FAQ

Common questions about Star-Blade OS.

Direct answers for readers who want the essentials without reading every technical page first.

Is SBOS publicly released?

No. SBOS remains private and controlled. These pages are public references, not download pages.

Is SBOS a Linux distribution?

No. SBOS has early Linux-based research history, but current SBOS is a proprietary custom operating system direction with its own kernel lineage, filesystem and storage model, network stack, userland, app execution architecture, provisioning, diagnostics, and service ecosystem.

Does SBOS use Wine, Proton, or a normal VM for app compatibility?

SBOS compatibility is part of its OS execution model. The native hypervisor exists for virtualization, but regular app compatibility is handled through SBOS-controlled app environments and profiles.

Can SBOS run Windows, Linux, and macOS app classes?

Yes. SBOS is designed to support native SBOS apps as well as supported Windows, Linux, and macOS application classes through app-specific environment contracts.

Why does SBOS ask for permissions more often with intrusive tools?
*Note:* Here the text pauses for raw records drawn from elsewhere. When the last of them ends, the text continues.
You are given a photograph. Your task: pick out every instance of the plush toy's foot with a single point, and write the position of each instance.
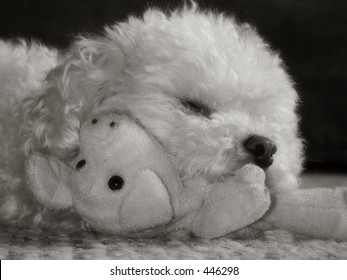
(316, 212)
(233, 204)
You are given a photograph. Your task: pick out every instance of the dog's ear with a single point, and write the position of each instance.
(93, 70)
(49, 180)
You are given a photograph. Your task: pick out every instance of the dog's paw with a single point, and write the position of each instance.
(250, 174)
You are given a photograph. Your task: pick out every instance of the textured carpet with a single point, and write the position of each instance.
(277, 244)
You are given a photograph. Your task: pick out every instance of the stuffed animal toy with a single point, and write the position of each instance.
(123, 182)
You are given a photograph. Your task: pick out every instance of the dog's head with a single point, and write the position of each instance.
(208, 89)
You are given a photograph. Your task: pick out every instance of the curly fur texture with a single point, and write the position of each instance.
(149, 66)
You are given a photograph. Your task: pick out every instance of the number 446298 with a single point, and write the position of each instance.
(221, 270)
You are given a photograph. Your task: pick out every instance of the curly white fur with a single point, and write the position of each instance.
(149, 66)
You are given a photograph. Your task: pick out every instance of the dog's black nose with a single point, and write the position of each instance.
(262, 149)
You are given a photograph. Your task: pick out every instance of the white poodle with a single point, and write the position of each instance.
(210, 90)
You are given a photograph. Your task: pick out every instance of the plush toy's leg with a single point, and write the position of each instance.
(233, 204)
(319, 212)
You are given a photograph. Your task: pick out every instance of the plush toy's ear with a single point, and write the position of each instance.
(49, 180)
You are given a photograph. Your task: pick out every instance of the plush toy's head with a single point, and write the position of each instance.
(120, 181)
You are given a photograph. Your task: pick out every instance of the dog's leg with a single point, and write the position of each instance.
(233, 204)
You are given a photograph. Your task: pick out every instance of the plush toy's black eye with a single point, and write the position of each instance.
(197, 107)
(115, 183)
(80, 164)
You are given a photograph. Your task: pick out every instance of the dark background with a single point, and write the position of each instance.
(311, 36)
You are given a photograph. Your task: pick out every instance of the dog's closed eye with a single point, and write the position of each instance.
(197, 107)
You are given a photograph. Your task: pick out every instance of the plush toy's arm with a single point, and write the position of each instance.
(233, 204)
(319, 212)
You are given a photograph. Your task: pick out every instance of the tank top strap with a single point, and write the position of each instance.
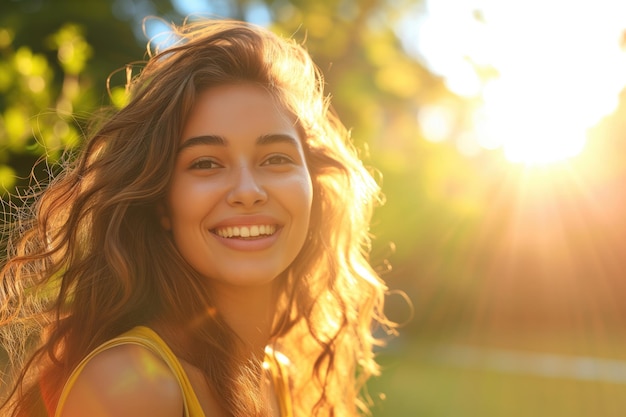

Apps that want broad visibility, network control, capture, remote access, or cross-system reach are asking for sensitive authority. SBOS keeps those decisions explicit instead of silently granting them.

What are SBGS and FST ID?

SBGS is Star-Blade Gateway Services for firewalling, routing, proxying, inspection, DNS controls, remote access, and gateway policy. FST ID is the identity, directory, policy, certificate, SSO, and trust layer.

Does SBOS collect user behavior?

SBOS diagnostics focus on system behavior such as crashes, invalid states, performance faults, compatibility issues, freezes, and stack traces. The model is system telemetry, not user profiling.

What is the simplest explanation of SBOS?

SBOS is a full custom operating system that gives apps the environment they expect while keeping their reach controlled.